The ancient Greeks and Romans painted their statues in vivid colours to make them appear more lifelike.
The idea that ancient statues – especially Greek or Roman ones – were white has held great influence over the modern world and its own monumental aesthetic. However, we know that ancient statues were commonly painted, and painted in very bright, striking colours. Not only can we see this in small pigment residue on some statues, but also more blatantly on statues which still contain painted sections, offering a very vivid and detailed finish to an otherwise bland statue.
Aside from the plethora of physical evidence that is available, we also know they were painted because our written sources tell us that they were.

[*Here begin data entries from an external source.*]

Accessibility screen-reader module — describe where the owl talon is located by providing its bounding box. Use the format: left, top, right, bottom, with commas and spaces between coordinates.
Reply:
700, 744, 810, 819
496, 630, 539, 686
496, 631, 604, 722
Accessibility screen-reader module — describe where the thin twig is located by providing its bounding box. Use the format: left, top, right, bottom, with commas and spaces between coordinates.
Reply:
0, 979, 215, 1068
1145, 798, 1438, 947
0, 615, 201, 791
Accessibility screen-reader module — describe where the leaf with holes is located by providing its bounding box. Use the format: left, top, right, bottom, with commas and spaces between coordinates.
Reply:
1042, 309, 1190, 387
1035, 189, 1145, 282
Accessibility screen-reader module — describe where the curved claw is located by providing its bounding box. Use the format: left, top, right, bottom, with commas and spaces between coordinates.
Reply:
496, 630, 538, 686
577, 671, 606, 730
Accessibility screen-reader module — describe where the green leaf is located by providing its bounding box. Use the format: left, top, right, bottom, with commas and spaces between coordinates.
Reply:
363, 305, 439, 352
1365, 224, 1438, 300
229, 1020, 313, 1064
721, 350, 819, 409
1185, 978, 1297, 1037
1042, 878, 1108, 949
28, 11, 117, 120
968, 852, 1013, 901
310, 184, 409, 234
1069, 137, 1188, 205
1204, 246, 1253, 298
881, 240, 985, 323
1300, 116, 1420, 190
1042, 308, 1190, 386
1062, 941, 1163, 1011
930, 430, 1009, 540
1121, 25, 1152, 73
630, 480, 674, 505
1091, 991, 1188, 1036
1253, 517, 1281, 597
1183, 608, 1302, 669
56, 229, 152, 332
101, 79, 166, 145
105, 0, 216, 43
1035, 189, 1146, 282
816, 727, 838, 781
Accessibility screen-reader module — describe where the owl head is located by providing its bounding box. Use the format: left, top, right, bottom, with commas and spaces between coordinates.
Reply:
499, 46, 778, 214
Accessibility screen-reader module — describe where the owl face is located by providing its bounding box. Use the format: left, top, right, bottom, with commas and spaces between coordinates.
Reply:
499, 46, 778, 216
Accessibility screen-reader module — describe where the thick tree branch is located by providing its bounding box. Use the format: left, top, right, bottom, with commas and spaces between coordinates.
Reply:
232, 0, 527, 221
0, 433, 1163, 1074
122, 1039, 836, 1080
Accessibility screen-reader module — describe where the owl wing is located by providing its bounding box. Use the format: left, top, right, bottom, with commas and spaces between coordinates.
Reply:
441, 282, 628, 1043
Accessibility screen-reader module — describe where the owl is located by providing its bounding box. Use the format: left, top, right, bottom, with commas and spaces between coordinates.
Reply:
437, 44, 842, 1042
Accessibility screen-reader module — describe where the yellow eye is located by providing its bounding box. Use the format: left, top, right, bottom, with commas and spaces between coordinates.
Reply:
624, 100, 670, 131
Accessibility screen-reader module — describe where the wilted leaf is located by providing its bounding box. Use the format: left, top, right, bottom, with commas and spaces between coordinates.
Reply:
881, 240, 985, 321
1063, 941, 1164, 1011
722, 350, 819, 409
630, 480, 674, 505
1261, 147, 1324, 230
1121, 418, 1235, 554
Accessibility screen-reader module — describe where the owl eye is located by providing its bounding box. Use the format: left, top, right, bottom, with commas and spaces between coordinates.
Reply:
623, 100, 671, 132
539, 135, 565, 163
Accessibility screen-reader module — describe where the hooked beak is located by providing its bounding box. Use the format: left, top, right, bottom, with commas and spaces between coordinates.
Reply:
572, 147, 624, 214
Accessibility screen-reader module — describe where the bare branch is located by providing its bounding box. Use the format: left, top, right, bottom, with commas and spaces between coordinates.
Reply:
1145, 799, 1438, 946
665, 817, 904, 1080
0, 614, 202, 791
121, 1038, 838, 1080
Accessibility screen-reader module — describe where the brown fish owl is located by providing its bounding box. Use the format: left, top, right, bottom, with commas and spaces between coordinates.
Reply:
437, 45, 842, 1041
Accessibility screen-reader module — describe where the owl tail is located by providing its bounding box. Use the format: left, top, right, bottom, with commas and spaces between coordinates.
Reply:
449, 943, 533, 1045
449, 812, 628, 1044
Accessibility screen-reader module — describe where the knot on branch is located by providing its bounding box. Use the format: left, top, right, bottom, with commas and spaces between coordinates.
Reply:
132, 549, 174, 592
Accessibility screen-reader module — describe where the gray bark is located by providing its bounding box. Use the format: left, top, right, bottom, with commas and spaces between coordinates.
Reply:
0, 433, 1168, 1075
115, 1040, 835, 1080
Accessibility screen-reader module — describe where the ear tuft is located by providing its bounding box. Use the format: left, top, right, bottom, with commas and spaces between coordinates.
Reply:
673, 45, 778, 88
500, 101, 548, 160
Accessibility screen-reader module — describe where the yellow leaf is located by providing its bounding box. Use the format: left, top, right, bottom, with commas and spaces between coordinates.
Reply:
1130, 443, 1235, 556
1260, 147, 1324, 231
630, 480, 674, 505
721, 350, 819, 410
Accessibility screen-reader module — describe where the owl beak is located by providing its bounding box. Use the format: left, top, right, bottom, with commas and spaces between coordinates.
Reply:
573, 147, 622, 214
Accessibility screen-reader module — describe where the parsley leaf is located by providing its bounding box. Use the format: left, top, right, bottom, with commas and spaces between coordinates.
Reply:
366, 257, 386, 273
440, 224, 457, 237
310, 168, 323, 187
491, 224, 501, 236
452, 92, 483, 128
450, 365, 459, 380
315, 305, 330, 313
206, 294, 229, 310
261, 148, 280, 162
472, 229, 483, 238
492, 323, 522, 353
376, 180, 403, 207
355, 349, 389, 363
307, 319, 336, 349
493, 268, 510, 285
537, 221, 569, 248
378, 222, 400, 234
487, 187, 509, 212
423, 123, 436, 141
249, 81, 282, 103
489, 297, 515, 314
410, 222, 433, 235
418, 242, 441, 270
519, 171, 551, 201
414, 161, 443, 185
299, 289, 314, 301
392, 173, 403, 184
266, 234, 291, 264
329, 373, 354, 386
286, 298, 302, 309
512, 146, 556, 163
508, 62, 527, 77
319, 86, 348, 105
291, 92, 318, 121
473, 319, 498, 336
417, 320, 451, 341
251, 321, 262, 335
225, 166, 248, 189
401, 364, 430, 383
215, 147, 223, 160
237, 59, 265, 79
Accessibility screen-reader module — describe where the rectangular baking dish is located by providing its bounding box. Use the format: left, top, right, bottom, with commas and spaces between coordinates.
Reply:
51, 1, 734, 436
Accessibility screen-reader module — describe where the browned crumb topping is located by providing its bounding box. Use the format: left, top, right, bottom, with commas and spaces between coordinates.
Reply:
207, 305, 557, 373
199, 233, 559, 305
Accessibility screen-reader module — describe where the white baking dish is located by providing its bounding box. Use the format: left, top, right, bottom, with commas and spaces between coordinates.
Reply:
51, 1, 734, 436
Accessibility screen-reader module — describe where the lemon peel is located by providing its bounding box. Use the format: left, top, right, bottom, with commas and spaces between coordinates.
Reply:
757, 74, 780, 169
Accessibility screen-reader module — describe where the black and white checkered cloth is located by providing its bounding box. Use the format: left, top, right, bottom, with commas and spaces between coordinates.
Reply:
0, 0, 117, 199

In Plato’s Republic (4.420c), Socrates uses an analogy of a painted statue:
It is as if we were coloring a statue and someone approached and censured us, saying that we did not apply the most beautiful pigments to the most beautiful parts of the image, since the eyes, which are the most beautiful part, have not been painted with purple but with black.
Notice that the fictional complaint is not that the statue is being painted, but that the colour black is deemed inappropriate for the eyes. Outside of the world of philosophy and analogy, Pausanias describes at least two statues as being painted. The first was in the Achaian town of Phelloe, a statue dedicated at the sanctuary of Dionysus that was painted with vermillion, so a very bright red (Paus. 7.26.11). The second is another statue to Dionysus, found in the Arcadian town of Phigalia (8.39.6):
A temple also of Dionysus is here, who by the inhabitants is surnamed Acratophorus, but the lower part of the image cannot be seen for laurel-leaves and ivy. As much of it as can be seen is painted (…) with cinnabar to shine.
Once again, the striking colour of red is described, with the artist using cinnabar to achieve it. And it wasn’t just the ancient Greeks and Romans who painted their statues: all ancient peoples appear to have preferred their art rich in colour. A good example is the Great Sphinx, perhaps the first monumental sculpture in history, which served as the guardian of the pyramids in Egypt’s Giza Plateau. Research has shown the head of the statue was originally painted, and the rest of this statue may have been decorated, too.
While the myth that ancient statues were devoid of colour has a long tradition, it is false. Ancient statues were predominantly painted, and brightly so!
- Mark B. Abbe, “Polychromy of Roman Marble Sculpture”, Metropolitan Museum of Art (2007).
- Sarah E. Bond, “Why we need to start seeing the Classical world in color”, Hyperallergic.com (2017).
- Vinzenz Brinkmann et al. (eds.), Gods in Color: Polychromy in the Ancient World (2017).
- Roberta Panzanelli with Eike D. Schmidt and Kenneth Lapatin (eds), The Color of Life: Polychromy in Sculpture from Antiquity to the Present (2008).
- Gisela M.A. Richter and Lindsley F. Hall, “Polychromy in Greek sculpture”, The Metropolitan Museum of Art Bulletin New Series 2.8 (1944), pp. 233-240.
- Hourig Sourouzian, “Old Kingdom sculpture”, in: Alan B. Lloyd (ed.), Companion to Ancient Egypt, vol. 2 (2010), pp. 853-881.